There are certain things in music that are really magical, and a well-done live recording is one of them. It's great to see and hear the passion that musicians put into their work and the different spin they might put on a song for that performance.
- Courtesy of Jeshua Marshall
- Watch the live recording on Guardian of the Underdog's Facebook page or online in this article.
Bend-based band Guardian of the Underdog recently released a live recording video of its song "Dragonfly," shot at Parkway Studios in Bend. For one, the song sounds great. Lead singer Jeshua Marshall crushes the performance as he breathes power into every lyric. Second, there's a really cute puppy jamming with the band—so, that's like a lot of bonus points.
"Dragonfly is a special song to me. It's inspired by the loss of a dear friend. Someone once told me that dragonflies represent the spiritual change that your loved one is experiencing," Marshall told the Source. "When I sat down to write this song, a couple years after my friend passed in car accident, I was strumming the chords that became the foundation of the song and was meditating on my friend. A dragonfly flew right in front of me and just floated there—it inspired me on how to deliver the message of this song and the way it was to be created."
"Dragonfly" is a dreamy and somber rock number that starts mainly acoustic before the rest of the band comes in. Marshall's lyrics tell a hopeful message of appreciating life and reflect on the impact people leave behind on Earth before they pass on.
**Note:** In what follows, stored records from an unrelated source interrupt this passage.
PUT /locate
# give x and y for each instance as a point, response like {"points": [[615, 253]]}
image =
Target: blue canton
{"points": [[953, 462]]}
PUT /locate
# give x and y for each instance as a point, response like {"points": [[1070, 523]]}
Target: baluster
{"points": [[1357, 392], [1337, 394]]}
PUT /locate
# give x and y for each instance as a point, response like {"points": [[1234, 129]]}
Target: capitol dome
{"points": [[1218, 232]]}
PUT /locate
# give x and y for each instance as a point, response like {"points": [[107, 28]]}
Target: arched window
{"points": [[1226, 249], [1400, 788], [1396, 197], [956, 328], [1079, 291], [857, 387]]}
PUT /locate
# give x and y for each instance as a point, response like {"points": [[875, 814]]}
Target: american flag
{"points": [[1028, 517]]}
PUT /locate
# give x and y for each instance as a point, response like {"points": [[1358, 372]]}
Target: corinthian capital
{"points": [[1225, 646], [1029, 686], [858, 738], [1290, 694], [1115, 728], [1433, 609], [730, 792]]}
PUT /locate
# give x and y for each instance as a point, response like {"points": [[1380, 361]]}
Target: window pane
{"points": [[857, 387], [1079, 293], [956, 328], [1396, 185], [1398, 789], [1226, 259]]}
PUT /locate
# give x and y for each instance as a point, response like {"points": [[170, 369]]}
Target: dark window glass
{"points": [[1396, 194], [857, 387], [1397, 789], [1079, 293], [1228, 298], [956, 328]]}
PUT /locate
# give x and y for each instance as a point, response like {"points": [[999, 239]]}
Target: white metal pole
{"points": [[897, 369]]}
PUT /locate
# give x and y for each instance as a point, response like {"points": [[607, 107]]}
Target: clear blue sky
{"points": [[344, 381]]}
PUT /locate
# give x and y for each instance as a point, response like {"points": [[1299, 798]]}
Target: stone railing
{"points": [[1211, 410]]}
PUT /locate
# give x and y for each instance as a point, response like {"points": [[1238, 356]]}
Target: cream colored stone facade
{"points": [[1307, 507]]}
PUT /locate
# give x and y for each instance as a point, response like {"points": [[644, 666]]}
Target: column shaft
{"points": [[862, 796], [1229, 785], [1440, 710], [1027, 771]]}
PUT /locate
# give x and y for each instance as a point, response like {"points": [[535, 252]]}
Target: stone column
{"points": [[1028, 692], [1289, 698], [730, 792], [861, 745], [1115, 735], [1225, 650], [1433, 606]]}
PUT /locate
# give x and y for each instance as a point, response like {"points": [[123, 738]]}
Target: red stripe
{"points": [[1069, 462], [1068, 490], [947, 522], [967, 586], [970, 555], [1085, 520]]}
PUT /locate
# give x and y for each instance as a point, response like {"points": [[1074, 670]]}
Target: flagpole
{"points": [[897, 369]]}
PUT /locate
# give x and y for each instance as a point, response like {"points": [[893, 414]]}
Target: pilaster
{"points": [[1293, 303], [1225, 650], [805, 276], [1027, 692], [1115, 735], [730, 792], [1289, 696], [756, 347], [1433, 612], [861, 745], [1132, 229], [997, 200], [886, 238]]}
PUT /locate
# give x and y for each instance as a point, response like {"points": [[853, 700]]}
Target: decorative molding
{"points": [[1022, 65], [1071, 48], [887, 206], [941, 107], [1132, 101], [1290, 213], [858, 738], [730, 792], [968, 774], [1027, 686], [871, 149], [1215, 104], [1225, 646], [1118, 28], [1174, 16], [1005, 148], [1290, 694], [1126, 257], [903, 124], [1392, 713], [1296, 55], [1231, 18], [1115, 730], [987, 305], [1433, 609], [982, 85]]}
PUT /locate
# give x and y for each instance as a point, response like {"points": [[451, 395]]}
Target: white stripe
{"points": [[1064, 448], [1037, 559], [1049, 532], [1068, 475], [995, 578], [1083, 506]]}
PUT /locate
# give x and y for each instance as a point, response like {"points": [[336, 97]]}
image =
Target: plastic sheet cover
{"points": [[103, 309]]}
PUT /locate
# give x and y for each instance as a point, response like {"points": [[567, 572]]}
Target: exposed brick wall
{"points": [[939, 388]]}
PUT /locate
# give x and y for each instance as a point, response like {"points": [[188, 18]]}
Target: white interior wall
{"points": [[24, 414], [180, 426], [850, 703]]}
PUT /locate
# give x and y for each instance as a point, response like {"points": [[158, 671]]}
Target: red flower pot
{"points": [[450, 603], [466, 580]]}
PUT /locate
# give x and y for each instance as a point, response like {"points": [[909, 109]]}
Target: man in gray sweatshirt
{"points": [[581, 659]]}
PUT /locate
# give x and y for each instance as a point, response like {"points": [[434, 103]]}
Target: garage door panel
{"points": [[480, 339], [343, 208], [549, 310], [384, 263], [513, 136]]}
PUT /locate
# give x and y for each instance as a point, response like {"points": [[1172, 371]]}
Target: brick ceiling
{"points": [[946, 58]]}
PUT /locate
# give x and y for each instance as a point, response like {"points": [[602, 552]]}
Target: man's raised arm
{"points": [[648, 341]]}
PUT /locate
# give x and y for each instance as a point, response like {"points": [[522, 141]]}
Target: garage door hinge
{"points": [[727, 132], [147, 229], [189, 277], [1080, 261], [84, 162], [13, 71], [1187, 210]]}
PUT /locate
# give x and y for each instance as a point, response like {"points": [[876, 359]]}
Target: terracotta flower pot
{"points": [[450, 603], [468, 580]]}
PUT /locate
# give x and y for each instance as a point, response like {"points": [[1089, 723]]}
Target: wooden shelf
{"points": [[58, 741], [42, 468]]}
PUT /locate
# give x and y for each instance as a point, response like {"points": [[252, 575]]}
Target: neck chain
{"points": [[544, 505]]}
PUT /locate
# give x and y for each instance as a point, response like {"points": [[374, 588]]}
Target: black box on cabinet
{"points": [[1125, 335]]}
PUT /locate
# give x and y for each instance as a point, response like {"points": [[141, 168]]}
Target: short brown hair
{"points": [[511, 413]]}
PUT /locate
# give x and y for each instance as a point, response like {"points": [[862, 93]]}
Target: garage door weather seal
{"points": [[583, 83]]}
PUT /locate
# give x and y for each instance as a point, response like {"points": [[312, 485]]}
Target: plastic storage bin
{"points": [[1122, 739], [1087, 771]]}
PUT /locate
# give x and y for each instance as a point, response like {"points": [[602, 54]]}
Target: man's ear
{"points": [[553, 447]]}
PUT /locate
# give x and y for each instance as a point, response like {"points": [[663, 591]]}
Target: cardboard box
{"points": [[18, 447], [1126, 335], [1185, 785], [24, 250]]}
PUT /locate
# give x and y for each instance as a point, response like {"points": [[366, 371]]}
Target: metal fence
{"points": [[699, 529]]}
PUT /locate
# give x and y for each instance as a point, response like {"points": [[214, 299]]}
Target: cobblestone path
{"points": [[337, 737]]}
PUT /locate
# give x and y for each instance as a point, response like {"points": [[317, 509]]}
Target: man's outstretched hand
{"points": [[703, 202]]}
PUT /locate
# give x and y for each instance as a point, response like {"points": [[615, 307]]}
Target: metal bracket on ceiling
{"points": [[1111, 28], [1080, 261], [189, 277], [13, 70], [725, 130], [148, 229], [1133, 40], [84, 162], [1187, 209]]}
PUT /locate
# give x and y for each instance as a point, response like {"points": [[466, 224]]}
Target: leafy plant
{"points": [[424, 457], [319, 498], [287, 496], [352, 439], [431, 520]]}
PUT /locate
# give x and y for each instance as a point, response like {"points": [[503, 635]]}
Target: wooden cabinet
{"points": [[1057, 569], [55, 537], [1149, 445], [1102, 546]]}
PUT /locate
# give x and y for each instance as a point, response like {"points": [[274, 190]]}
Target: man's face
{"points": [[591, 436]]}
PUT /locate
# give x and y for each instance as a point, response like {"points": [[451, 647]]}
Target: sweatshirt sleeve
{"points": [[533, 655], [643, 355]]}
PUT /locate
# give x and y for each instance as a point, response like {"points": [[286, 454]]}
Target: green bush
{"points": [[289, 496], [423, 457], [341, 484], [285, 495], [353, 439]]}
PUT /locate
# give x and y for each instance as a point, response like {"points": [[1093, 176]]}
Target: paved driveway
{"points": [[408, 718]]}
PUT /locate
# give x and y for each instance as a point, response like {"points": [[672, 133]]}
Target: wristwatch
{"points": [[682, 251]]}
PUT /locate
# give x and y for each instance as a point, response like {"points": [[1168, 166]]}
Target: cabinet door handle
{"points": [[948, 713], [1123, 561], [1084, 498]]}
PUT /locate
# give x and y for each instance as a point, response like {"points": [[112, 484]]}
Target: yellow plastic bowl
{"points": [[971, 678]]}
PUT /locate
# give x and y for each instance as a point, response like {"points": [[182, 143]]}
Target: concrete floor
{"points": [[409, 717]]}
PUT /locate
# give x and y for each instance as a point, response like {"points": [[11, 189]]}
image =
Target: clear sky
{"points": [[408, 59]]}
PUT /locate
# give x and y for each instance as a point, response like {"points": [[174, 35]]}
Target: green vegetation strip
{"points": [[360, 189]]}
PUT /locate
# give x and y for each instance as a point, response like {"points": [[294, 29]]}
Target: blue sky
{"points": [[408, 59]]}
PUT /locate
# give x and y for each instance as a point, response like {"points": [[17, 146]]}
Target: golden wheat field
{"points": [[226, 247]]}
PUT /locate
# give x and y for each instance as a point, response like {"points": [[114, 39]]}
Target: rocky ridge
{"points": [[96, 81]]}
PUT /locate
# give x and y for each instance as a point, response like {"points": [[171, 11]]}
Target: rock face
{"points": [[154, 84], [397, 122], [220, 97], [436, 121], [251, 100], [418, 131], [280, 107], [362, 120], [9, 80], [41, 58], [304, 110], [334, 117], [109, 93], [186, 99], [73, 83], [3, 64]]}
The song itself was recorded by Scott Oliphant of The Color Study. Oliphant originally reached out to record this song after hearing a performance of it at McMenamins.
"Scott is a super inspiring guy to be around. He has a special vision. It's a blessing to have him in the community. His studio and approach is perfect to get the message of what our band is all about," says Marshall.
This recording puts special spotlight on what Guardian of the Underdog brings to the tables as performers. You can truly feel the emotion as the video plays that Marshall must have felt originally writing "Dragonfly."
"I think a lot of what makes live songs special and different than the studio versions, in my opinion, is that some of the magic of the music is lost in the modern recording process of putting a magnifying glass on every little part of a song, and doing everything in a super sterile track by track kind of way," shares Marshall. "Doing it live gets to the grittiness of what live rock and roll music is all about."